A year and a half in the making, we finally released our second game over at itch.io. Even after working directly on more than 20 games in over 13 years in the video game industry and helping with many more in both a professional and a hobby setting, it never stops feeling strange whenever a game is “finished”, because it always feels like there’s something more to be done. Some task that should be added over at Trello. Some extra bit of promotional material that needs to be done. Some hidden bug that needs to be squashed. But the truth is, that feeling is a nervous excuse for not putting a game out in the player’s hands. Players can be hard on games, players can curse, call you names, tell you to leave game development, say you should crawl under a rock and die rather than waste their time – I am one of those harsh players. But players can smile when they “get it”, they can enjoy the story you’ve created and carry it with them for years, they can get pulled into the world you created from nothing. Players can be a lot of things, but they can’t be anything until they have your game.

The reason developers like myself always get that icky, jittery feeling before launching a game is because, no matter how good or bad the final result, we’ve honestly put a lot of work into it, and, unless we’re flying high on some removed-from-reality-I-am-an-auteur sauce, we recognize there are flaws, things we could have done better, but we hope that someone out there will forgive us those flaws and enjoy the work we’ve devoted to making a fun experience. And that feeling only gets stronger on solo or small team projects than big team projects, because so much more of ourselves goes into the game. Like other developers, I have lost a lot making my game: hours when I was sick and should have been resting but decided to get “something done”; hours carved from an already desperate sleep schedule; hours I could have spent looking for a better job; hours I could have poured into my school research; hours I could have been relaxing or hanging out with friends; hours I could have been playing with my son or talking to my wife. And this time around, it’s not just my hours, but their hours, and hours the incredible artist 123gas321 has lost helping me to make the player’s character who she is, and hours our viewers have spent cheering us on or giving us ideas. That is a lot of time – time that can never be returned.

When I first started Blue Tengu, I promised to show everything that went into making a game from concept to completion, and, now that our second game is complete, it’s time to show what goes into finishing a game and putting it out there – the hardest thing a developer can do: releasing a game into the world. Throughout the show, I have always said there is value in completing something. There are two reasons. One, there is so much to be learned in that last 1% that can never be learned in the other 99%. To be honest, the other 99% is fun. It’s easy. It’s exciting and full of possibilities. It drives our hacker sensibilities. The last 1% is polish. It’s tedious. It’s mind-numbing. It’s deciding to say “no” to things, very cool things. It takes so much longer than we want. It’s time we could’ve been using to do another 99%. It’s the “crap” we put off for the end because we really didn’t want to do it. But, as with other things in life, it’s dealing with “crap” that causes us to grow the most. It’s the last 1% that’s the difference between a book and an unfinished manuscript that just needs “a little more work” languishing dusty and unread – a dead world with unborn characters – in a dark corner. It’s the difference between life and death. It’s the 1% that counts, because it’s the 1% that transforms an experiment or a bit of fun into something other people can evaluate.

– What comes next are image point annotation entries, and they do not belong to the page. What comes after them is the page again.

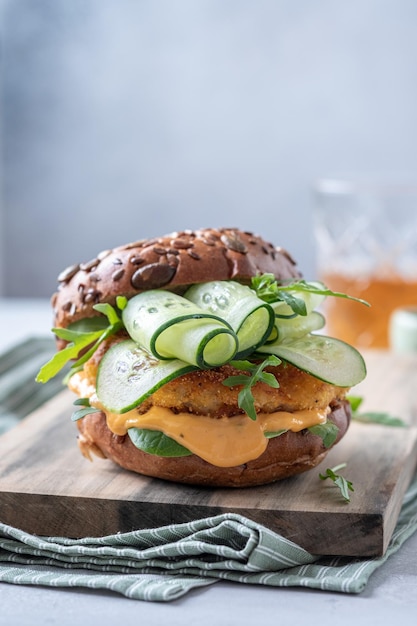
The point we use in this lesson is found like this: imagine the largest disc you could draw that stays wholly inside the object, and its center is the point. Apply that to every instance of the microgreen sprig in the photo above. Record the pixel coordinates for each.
(83, 340)
(255, 373)
(270, 290)
(344, 485)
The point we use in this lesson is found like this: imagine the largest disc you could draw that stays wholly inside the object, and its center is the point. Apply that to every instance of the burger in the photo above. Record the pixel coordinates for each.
(196, 358)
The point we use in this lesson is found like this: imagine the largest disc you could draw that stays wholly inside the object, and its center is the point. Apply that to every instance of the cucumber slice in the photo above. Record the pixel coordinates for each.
(171, 327)
(326, 358)
(127, 375)
(298, 326)
(251, 318)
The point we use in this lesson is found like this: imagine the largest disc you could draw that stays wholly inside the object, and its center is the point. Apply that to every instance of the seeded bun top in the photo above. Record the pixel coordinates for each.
(172, 262)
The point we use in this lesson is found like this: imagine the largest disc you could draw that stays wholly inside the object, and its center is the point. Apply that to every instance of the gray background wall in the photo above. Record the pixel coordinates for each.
(125, 119)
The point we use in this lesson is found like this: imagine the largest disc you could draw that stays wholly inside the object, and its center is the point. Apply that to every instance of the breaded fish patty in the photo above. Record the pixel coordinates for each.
(202, 392)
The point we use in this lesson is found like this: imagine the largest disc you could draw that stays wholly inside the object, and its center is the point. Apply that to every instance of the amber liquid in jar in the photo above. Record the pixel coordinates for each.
(359, 325)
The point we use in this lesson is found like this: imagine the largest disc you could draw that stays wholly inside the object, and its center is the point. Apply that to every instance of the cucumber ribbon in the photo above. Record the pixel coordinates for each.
(212, 324)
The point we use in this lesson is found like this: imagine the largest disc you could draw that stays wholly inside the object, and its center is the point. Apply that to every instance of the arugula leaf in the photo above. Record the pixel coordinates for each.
(80, 337)
(156, 442)
(344, 485)
(270, 290)
(255, 373)
(373, 417)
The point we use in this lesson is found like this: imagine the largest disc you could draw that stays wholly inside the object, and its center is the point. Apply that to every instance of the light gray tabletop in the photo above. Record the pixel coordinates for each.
(391, 593)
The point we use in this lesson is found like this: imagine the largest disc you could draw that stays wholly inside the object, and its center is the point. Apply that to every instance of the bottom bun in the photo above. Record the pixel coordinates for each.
(289, 454)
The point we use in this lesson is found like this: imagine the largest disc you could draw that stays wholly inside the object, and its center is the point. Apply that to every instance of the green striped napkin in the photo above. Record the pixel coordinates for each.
(165, 563)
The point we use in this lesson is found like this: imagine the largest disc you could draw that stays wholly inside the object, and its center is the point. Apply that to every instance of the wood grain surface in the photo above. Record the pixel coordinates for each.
(48, 488)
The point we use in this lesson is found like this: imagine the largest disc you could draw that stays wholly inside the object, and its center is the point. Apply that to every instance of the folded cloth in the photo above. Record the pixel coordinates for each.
(165, 563)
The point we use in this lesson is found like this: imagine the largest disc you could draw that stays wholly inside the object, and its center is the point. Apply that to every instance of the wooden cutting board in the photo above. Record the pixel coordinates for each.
(47, 487)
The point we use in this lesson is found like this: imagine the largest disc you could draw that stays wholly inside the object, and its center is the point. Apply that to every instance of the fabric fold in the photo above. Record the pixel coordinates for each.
(165, 563)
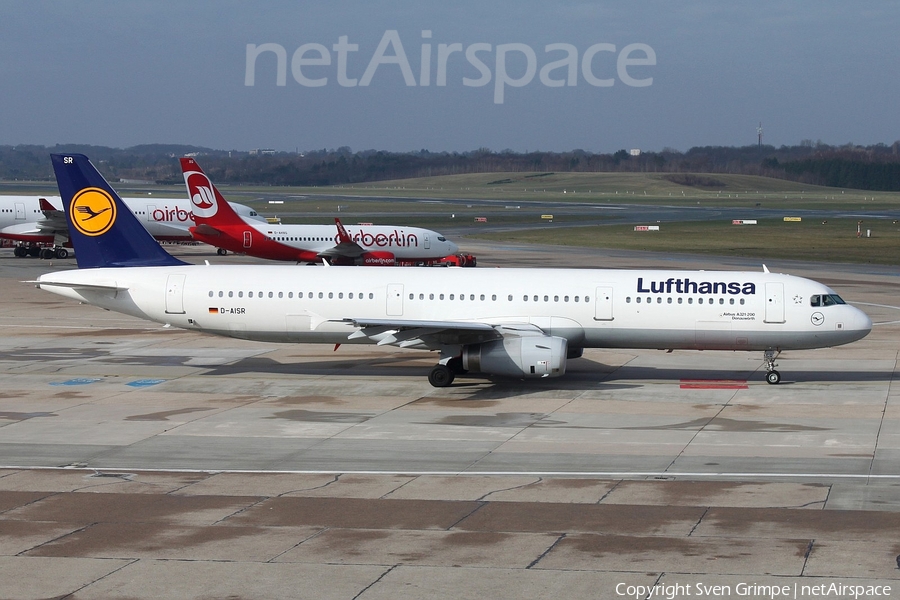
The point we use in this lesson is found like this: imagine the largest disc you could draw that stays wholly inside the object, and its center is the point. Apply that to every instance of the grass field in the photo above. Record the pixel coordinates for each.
(834, 241)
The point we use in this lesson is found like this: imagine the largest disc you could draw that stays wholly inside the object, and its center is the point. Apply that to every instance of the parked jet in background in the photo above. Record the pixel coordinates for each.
(365, 245)
(35, 221)
(522, 323)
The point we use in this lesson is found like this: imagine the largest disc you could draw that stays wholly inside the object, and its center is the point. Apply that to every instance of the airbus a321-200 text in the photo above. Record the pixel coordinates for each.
(521, 323)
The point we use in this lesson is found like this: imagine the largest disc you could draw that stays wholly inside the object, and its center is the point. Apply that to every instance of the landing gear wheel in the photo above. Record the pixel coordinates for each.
(440, 376)
(455, 365)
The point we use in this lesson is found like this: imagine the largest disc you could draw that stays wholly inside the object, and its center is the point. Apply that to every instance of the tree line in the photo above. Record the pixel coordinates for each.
(875, 167)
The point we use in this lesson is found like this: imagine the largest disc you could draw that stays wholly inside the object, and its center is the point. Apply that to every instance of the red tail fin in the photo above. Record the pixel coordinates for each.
(208, 205)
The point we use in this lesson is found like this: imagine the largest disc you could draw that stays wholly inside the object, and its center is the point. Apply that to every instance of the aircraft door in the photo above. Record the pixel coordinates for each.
(395, 300)
(774, 303)
(175, 295)
(603, 304)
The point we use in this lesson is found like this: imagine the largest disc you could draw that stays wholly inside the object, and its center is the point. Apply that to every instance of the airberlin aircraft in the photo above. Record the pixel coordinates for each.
(376, 245)
(34, 220)
(522, 323)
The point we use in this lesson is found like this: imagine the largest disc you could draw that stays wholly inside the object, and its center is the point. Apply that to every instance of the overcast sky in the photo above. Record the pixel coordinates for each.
(642, 74)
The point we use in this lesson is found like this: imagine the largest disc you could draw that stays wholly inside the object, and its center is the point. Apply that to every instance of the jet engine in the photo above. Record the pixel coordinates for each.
(382, 259)
(529, 357)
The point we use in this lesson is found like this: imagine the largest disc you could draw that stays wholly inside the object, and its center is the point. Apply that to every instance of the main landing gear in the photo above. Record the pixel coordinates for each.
(772, 376)
(35, 251)
(443, 373)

And there’s the second reason there is value in completing something. This is the real reason. It hurts. It’s scary. It’s thrilling. It’s all those things that happen when ideas meet the real world because you’ve put them out there and people can do with them whatever they please – horrible or wonderful things that you may have never intended. They can love your ideas or they can hate them. And it’s the moment when you discover just how good or bad your ideas really are. It’s the moment when “your baby” is no longer yours, it’s theirs. Our first game, Project Spaghetti isn’t my game anymore. It has been yours for over a year and a half now. From the bottom of my heart I hope you really enjoy the result of more than 600 hours (618.5 according to the Trello estimate) of the work that has gone into making Skyring. But Skyring isn’t my game anymore. It’s yours.